Verfassungsgericht entscheidet über Bankenunion
Kontrollverlust
Dirk Meyer

Sollen deutsche Sparer für italienische Pleitebanken zahlen? Die Antwort wird das Bundesverfassungsgericht (BVerfG) am 30. Juli geben. Es geht um drei zentrale Punkte der europäischen Bankenunion, die die Bereiche Bankenaufsicht, Abwicklung bei Illiquidität und Einlagensicherung umfaßt. Diese drei Komplexe stehen in enger Verbindung, da eine funktionsfähige Bankenaufsicht die Zahlungsfähigkeit der Kreditinstitute fördert. Kommt es dennoch zu Zahlungsproblemen einer Bank, kann ein geordneter Abwicklungsprozeß Mittel von Eigentümern, Gläubigern mit über 100.000 Euro Einlagen sowie einem Bankenabwicklungsfonds heranziehen, die sonst eine externe Einlagensicherung oder der Steuerzahler zahlen müsste.

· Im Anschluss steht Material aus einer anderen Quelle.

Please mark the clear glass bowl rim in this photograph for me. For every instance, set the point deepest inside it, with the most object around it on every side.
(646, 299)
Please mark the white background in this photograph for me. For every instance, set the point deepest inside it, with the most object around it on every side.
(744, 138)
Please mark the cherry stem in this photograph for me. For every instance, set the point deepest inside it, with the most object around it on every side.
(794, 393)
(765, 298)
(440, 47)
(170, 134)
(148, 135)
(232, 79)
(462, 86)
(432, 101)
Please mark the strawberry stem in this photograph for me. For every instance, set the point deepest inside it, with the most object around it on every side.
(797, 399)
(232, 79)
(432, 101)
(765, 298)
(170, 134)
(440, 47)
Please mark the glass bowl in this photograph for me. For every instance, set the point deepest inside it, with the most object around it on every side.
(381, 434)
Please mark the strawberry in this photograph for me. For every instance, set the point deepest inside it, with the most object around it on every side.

Die Kläger monieren erstens den Machtverlust nationaler Behörden, die ihre Kompetenz an eine zentrale EU-Aufsicht übertragen mussten. Dies betrifft zur Zeit 118 Großbanken, die rund 85 Prozent der aggregierten Bilanzsumme aller Finanzhäuser des Euroraums abdecken. Die Bundesregierung argumentiert hier zu Recht mit der Systemrelevanz: Die Finanzverflechtungen können aus einem lokalen Bankenproblem ein Stabilitätsproblem der gesamten Eurozone machen. Sie unterschlägt allerdings, daß unzureichende Regulierungen hierfür verantwortlich sind. Laxe Kreditvergaberichtlinien und ein hoher Bestand eigener Staatsanleihen in den Bankbilanzen mediterraner Länder sind die Zutaten einer zunächst nationalen Bankenkrise. Die Geldhäuser Italiens halten 48 Prozent aller Staatsschulden von Rom. Fielen diese im Wert, wären die Banken schnell überschuldet.

Zweitens würde die Bankenaufsicht unter dem Dach der Europäischen Zentralbank (EZB) ihre Unabhängigkeit gefährden. Laut EU-Vertrag ist sie vornehmlich der Geldwertstabilität und einer entsprechenden Geldpolitik verpflichtet. Beaufsichtigt sie jedoch zusätzlich Finanzhäuser, läge ein Interessenkonflikt vor. Sie könnte im Krisenfall geneigt sein, durch Niedrig-/Negativzinsen und spezielle Kreditnothilfen Banken zur Seite zu springen – zu Lasten eines stabilen Euros.

Schließlich beanstanden die Kläger die Konzeption des Abwicklungsfonds. Diesen finanzieren alle Finanzinstitute über eine Bankenabgabe. Auf den bis 2023 mit etwa 55 Milliarden Euro – im Krisenfall völlig unzureichend – gefüllten Gemeinschaftstopf haben alle Mitgliedstaaten Zugriff. Bei EU-weit etwa 820 Milliarden Euro ausfallgefährdeter Kredite liegt der Anteil im EU-Durchschnitt bei 3,4 Prozent. Diese Quote ist jedoch in Griechenland (45 Prozent), Zypern (28), Portugal (12) und Italien (10) erheblich höher. Aufgrund der nicht risikoadäquaten Beiträge zahlen zukünftig deutsche Sparkassen und Volksbanken die Ausfälle für die Banca Monte dei Paschi di Siena oder die Piraeus Bank. Dem sollte das BVerfG einen Riegel vorschieben.